Software Abstractions

Programs begin as structured source code and are gradually lowered into executable machine behavior:

yml
          ┌──────────────────────┐
          │     Human Idea       │
          └──────────────────────┘

              (Design-Time)

          ┌──────────────────────┐
          │    Source Code       │
          └──────────────────────┘

              (Compile-Time)

          ┌──────────────────────┐
          │  Lower-Level Program │
          │   (IR / Assembly)    │
          └──────────────────────┘

             (Run-Time Model)

          ┌──────────────────────┐
          │   Machine Program    │
          │   (Compiled Output)  │
          └──────────────────────┘

            (Execution-Time)

          ┌──────────────────────┐
          │    The Computer      │
          └──────────────────────┘

The Computer Abstraction

These components collectively realize the five classical computer subsystems.

Hack++ ComponentSubsystem
Program, KeyboardInput
ScreenOutput
Random Access Memory (RAM), Read Only Memory (ROM), Memory-mapped I/O (MMIO)Memory
Arithmetic and Logic Unit (ALU), Data Bus, Address BusDatapath
Central Processing Unit (CPU), Control BusControl Unit

Hardware Abstractions

Hack++ is constructed through a strict hierarchy of increasingly capable structures.

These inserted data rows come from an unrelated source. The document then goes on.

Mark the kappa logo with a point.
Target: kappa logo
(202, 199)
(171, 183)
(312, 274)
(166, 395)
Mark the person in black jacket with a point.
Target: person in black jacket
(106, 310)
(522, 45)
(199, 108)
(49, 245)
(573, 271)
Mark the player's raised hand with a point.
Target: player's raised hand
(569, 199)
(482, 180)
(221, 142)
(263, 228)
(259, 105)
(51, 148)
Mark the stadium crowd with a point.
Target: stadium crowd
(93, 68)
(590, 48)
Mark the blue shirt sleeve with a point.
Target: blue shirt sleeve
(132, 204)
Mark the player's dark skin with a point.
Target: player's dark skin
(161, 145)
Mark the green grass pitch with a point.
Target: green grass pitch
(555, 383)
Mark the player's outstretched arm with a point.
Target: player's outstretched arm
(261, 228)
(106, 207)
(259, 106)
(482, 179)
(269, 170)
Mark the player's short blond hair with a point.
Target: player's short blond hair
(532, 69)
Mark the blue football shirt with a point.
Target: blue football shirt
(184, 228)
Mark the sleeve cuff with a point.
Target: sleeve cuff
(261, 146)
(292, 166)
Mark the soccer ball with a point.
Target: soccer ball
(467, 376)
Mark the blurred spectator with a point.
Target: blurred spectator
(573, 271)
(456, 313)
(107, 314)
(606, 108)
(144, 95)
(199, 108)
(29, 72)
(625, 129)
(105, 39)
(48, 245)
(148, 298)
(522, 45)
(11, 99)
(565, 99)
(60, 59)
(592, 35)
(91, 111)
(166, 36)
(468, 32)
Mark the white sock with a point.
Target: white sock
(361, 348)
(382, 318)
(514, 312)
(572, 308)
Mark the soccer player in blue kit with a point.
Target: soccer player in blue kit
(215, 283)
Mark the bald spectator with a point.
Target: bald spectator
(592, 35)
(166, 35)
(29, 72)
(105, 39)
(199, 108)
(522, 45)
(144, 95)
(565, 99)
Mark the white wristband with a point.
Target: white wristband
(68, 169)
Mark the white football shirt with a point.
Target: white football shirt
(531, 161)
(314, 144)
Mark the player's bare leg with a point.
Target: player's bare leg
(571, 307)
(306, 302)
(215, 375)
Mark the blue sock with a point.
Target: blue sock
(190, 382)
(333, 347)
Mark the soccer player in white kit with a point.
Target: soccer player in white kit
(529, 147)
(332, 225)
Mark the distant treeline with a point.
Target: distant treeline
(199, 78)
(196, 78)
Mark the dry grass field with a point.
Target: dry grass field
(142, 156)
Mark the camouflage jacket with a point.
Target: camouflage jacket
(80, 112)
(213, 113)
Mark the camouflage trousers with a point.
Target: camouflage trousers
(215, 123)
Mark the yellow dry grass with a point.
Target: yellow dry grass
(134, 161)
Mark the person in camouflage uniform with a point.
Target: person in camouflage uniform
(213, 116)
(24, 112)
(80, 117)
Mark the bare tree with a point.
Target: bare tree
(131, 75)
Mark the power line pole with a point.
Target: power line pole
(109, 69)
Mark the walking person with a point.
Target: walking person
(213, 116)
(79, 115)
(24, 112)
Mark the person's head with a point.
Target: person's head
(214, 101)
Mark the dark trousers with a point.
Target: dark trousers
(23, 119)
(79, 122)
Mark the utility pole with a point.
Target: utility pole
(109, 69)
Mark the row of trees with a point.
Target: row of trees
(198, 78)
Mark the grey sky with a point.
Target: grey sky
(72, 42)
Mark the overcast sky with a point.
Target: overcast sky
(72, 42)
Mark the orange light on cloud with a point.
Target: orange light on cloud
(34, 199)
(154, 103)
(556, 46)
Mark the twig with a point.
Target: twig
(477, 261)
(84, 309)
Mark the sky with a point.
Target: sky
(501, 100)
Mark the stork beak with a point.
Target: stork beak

Each layer is built exclusively from the components defined below it, gradually assembling the subsystems required for a complete computer.

At the base of this all is a single universal primitive: NAND.

yml
The Computer

 └── Control Unit, Datapath, Memory, Input, and Output Subsystems

      └── Functional Modules (ALU, Register)

           └── Combinational & Sequential Circuits (Mux, Add, Bit, etc.)